La journaliste écolo : Vous êtes dures avec Greta. C’est une jeune qui est dans l’émotion et qui nous la fait partager.

Sophie (saboteuse en série) : Exactement. Greta Thunberg n’a pas dépassé le stade de l’émotion. C’est ça qui la freine pour s’engager dans le développement durable. Elle génère de l’écoanxiété à grande échelle avec ses pleurnicheries culpabilisantes. Au lieu de prendre sa part, elle rejette la faute sur les gouvernants. Cette attitude est dangereuse. Pas seulement parce qu’elle ne montre pas les contributions que chacun pourrait apporter, à son échelle, au développement durable mais surtout parce que, à terme, cela va créer de la frustration chez toute une génération de jeunes lorsqu’ils constateront qu’ils n’ont pas infléchi l’inaction des gouvernants. Le risque de rébellion alors fort.

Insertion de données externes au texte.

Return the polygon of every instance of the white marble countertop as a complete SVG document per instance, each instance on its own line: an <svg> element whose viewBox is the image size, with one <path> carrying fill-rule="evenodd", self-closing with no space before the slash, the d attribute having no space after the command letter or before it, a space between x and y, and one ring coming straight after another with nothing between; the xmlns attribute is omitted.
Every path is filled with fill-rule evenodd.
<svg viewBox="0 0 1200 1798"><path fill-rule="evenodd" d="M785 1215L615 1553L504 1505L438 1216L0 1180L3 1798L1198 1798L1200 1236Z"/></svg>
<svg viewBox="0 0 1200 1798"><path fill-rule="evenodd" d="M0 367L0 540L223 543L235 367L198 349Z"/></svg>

La journaliste écolo : Vous laissez entendre que certains jeunes vont se détourner de Greta pour aller vers des formes plus radicales d’action ?

Nathalie (saboteuse en série) : C’est déjà le cas au sein de la génération Zbellion, avec les jeunes qui se lancent dans la lutte violente. Détruire violemment est un autre registre que manifester pacifiquement mais il faudra nous expliquer en quoi cela instaure des modalités de développement durable sur nos territoires ?

La journaliste écolo : Pour en revenir à Greta Thunberg, elle donne de bonnes pistes pour réduire son empreinte écologique, ne trouvez-vous pas ?

Lydie (saboteuse en série) : La viande, l’avion, le plastique, ce sont des propositions flash qui obéissent aux règles de la communication marketing. Ce n’est pas une invitation à une démarche de réflexion globale l’empreinte écologique. Cela s’apparente à une forme dédouanement.    

Noémie (saboteuse en série) : Greta Thunberg est un alibi collectif. Les scientifiques avaient aidé à mieux comprendre, il manquait un leader pour passer à l’action. Avec Greta, malheureusement, on ne dépasse pas le stade de l’émotion. A aucun moment, elle ne porte une vision du futur des territoires. A aucun moment, elle donne en exemple les milliers d’initiatives qui se prennent, chaque jour, par ceux qui cherchent à être durables. Elle fait du saupoudrage. Quelques actions pour limiter son empreinte et le tour est joué. Son hypermédiatisation revêt un caractère indécent. Quand on se met en avant, c’est pour insuffler le changement, pas pour plonger le monde dans une attrition mortifère. Non, vraiment, ce n’est pas de ce genre de leader dont la planète a besoin.